According to Howie Wright, a fisheries biologist with the Okanagan Nation Alliance, about 130,000 sockeye have passed Wells Dam, and they are expecting 70,000 to 100,000 of them to make it to the spawning beds.

And unexpectedly, some of them have even gone past the usual spawning beds, making it all the way into Skaha Lake. Wright said that sockeye and even chinook salmon have been found in the small lake this year.

Salmon haven’t been native to Skaha Lake for many years. Their reappearance, said Wright, is because water levels in rivers are good this year, with the wet weather earlier this year helping to keep water levels in the Okanagan Lake system high.

“You’ve probably noticed water running high in the channel this year,” said Wright, pointing out that flows in the Penticton channel have been as much as five times normal.

And with the gates on the control dam at Okanagan Falls raised to allow water to flow out of the lake, the salmon have been able to make it through that last hurdle.

“With the gates high out of the water, the salmon are able to jump and make it into the lake,” said Wright, adding that they have even recovered spawned out chinook carcasses from up Shingle Creek.

However, Wright said most of the sockeye will be spawning on the gravel beds in the Oliver area, as usual.

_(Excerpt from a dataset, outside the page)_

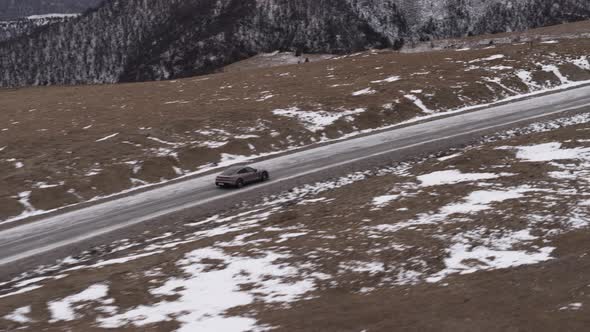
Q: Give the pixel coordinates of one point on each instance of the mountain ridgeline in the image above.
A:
(139, 40)
(16, 9)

Last year, a banner year for sockeye, 200,000 made the return journey to spawn. That’s especially significant, Wright said, considering the amount that spawned there in the brood year.

Sockeye live on a four-year lifecycle, hatching in fresh water before making their way to the ocean, where they spend the majority of their life. Then, at the end of their lifecycle, they return to the area they were born to spawn. That means, Wright said, that last year’s returning fish were spawned in 2006, when only 20,000 fish returned to spawn.

“It was a good survival for that brood year,” said Wright, remarking on the approximate 10-to-one return. That’s about the same ratio they are seeing this year, he continued; this year’s fish are returning from 2007, when about 13,500 sockeye spawned.

While these numbers are encouraging, Wright is hopeful those same high survival rates will continue. Next year’s run, he said, will be based on the 2008 brood year, when 108,000 sockeye spawned.

“In 2012 it could be a very good year,” he said.

A similar 10-to-one survival rate could mean as many as a million sockeye making their way home to spawn in the Okanagan.